DerrickWood / kraken2

The second version of the Kraken taxonomic sequence classification system
MIT License
713 stars 271 forks source link

Massive changes in taxonomic assignment when using different versions of kraken2 #500

Open JeremyCourtin opened 3 years ago

JeremyCourtin commented 3 years ago

Hello,

I am using kraken2 to assign sedaDNA reads to a custom database (made of mitochondrion and chloroplast genomes). I had to redo some sequencing and my project quite go running through time which made me use different kraken2 versions. This is what brings me to noticing a massive difference in the taxonomic assignment between kraken2 2.0.8 and 2.1.1 versions.

I used similar parameters and a confidence of 0.05 (no standard confidence threshold) on the same dataset vs the same database and got such results:

Number of vertebrates assigned: Kraken2 version | 2.15m | 2.3m | 25.8m | 47.6m | 49.5m | extblank | libblank 2.0.8 | 18604 | 17636 | 15158 | 16229 | 18569 | 48 | 103 2.1.1 | 537 | 753 | 493 | 556 | 752 | 4 | 0

In addition to this massive difference in reads assigned, I have quite different taxonomic assignments and more noise with the 2.0.8 version.
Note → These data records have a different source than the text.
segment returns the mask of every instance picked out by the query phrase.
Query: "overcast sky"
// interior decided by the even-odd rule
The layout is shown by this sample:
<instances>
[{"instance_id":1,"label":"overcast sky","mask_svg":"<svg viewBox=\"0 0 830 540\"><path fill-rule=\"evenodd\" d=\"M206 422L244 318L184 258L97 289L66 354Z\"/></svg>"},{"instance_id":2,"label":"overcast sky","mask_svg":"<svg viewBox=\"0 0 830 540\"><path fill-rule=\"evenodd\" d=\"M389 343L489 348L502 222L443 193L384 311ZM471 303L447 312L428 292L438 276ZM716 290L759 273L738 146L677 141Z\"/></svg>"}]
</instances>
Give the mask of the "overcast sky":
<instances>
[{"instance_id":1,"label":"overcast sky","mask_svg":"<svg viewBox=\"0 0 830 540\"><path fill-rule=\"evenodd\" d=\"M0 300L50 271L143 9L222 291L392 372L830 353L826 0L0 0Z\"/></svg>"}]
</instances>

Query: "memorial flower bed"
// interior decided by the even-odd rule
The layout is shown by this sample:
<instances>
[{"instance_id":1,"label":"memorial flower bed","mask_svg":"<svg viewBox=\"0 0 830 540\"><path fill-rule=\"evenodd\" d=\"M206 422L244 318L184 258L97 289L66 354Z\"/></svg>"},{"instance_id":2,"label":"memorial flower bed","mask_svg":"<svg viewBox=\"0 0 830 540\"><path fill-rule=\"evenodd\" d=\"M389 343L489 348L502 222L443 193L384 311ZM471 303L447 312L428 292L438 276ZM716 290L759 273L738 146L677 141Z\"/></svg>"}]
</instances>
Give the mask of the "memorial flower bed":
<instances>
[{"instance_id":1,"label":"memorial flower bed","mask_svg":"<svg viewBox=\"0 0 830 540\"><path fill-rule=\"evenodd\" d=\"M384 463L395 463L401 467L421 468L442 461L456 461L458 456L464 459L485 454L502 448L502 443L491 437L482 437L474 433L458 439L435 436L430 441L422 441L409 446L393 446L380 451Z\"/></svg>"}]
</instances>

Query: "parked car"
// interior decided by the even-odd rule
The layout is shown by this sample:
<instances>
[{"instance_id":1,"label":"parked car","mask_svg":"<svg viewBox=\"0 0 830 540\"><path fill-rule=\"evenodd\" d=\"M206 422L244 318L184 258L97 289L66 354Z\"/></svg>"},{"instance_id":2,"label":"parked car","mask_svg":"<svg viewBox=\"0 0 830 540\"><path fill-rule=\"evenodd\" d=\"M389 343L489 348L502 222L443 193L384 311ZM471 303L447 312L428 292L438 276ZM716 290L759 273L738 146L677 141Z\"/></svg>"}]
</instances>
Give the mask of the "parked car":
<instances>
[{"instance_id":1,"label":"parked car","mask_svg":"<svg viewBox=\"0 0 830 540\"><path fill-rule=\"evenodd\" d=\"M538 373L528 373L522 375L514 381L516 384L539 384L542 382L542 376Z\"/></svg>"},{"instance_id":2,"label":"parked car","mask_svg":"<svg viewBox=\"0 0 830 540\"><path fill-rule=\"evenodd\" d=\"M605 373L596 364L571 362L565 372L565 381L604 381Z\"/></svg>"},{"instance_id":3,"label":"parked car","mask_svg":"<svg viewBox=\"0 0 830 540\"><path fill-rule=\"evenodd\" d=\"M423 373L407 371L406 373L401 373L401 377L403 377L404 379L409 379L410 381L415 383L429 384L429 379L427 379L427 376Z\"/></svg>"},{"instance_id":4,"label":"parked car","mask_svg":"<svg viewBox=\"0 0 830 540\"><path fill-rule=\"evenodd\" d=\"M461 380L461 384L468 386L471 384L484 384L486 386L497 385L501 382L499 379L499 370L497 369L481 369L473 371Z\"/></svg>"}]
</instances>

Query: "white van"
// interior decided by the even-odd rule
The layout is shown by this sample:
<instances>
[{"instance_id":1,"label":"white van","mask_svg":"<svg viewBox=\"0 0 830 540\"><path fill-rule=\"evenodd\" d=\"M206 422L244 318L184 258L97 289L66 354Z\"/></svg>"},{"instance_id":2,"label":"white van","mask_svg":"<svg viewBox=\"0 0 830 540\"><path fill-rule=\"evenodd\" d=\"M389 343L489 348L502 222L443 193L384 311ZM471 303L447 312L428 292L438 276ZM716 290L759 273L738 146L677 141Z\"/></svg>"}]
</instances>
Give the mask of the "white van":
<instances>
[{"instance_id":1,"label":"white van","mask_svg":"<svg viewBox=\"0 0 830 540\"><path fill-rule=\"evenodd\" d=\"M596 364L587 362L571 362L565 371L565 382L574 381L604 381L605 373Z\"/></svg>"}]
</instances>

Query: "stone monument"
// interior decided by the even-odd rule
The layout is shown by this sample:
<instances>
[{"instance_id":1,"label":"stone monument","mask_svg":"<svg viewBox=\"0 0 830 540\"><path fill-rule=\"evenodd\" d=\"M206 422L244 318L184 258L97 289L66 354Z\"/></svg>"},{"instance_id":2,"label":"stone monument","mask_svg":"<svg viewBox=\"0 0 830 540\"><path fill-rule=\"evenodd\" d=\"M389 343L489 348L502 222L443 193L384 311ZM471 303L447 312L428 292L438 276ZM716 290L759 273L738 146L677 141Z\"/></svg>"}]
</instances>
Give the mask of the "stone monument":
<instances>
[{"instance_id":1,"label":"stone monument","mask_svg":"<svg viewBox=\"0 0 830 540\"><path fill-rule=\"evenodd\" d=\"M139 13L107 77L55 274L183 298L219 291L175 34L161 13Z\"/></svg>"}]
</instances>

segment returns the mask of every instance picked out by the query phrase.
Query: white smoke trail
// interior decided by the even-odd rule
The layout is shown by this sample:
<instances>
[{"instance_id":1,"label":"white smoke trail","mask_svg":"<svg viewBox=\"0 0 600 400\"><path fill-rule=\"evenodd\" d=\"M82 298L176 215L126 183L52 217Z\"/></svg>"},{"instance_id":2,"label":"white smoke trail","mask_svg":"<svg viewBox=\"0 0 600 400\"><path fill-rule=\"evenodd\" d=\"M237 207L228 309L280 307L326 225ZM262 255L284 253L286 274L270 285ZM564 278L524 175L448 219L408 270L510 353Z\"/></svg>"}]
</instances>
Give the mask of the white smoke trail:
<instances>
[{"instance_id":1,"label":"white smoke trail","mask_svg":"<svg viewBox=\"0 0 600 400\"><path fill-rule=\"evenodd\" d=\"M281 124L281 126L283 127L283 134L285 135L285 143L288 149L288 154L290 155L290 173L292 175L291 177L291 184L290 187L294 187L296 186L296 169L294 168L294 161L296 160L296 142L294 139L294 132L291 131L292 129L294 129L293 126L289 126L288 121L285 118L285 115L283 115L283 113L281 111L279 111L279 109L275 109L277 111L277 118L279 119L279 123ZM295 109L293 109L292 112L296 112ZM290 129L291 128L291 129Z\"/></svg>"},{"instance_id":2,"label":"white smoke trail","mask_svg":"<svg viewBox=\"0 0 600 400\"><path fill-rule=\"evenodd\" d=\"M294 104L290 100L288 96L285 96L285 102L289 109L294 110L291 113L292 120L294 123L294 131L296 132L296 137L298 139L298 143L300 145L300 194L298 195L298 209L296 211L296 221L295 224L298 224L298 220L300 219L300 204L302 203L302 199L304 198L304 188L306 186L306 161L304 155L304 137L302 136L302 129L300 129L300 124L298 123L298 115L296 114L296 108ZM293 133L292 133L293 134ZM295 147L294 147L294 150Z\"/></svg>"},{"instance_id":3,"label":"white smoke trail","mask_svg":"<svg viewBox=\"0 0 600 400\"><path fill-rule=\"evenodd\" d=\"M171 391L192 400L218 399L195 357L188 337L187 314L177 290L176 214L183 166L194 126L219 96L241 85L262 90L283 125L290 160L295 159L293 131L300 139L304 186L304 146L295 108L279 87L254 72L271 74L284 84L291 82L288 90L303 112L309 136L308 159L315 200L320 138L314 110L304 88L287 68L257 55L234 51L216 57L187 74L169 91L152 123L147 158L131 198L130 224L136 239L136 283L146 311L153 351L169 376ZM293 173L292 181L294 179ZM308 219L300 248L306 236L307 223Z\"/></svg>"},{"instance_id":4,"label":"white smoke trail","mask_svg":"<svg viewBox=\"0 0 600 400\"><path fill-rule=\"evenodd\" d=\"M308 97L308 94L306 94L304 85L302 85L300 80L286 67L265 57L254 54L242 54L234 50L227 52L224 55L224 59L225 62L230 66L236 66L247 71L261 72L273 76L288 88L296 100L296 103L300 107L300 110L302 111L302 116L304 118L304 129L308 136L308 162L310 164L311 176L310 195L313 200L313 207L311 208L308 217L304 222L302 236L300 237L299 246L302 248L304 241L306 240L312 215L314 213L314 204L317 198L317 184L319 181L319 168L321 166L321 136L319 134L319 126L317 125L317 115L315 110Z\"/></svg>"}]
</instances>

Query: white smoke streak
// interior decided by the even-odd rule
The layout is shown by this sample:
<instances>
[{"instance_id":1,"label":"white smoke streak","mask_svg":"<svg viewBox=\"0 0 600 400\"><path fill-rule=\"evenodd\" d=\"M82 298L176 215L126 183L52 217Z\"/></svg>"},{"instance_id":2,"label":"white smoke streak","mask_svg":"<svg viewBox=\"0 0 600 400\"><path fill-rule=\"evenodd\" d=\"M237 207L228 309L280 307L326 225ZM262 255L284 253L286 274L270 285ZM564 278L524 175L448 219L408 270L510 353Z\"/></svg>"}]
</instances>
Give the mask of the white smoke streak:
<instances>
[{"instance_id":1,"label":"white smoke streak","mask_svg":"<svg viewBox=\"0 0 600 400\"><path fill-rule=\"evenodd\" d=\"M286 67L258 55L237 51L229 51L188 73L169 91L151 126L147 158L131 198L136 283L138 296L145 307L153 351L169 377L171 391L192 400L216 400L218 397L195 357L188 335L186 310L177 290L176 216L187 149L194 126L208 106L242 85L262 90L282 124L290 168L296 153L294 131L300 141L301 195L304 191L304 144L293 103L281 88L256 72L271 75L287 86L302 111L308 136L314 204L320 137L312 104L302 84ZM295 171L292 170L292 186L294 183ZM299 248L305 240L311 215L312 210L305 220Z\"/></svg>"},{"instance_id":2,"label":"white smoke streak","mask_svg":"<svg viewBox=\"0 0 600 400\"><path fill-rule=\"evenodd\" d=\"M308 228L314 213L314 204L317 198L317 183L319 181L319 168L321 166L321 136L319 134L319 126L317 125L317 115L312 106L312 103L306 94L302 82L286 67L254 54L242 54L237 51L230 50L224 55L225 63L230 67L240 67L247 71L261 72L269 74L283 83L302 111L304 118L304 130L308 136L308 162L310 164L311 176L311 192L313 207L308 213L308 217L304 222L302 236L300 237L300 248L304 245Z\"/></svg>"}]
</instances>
I checked the changelogs to find a potential explanation that would explain the difference but could not find anything when using a fixed threshold...

Do you have an idea why such a difference and how could I explain it? Or did I do something wrong? I would be open to share .kraken and. report via mail if needed but this impact greatly the composition of my samples and make me wonder which version to trust or how much can we rely on studies using kraken 2.0.8 or 2.1.1 as hey both give such different results.

Thank you for the tool and your help.

Best regards,

Jeremy Courtin

jenniferlu717 commented 3 years ago

I'm not certain when exactly we incorporated it but we added in a new parameter to greatly reduce any false positives and increase confidence in the kraken2 results (--minimum-hit-groups) which requires more minimizers to match consecutively to call it. So you may have more unclassified reads but you will have greater confidence in what kraken2 calls in the later versions.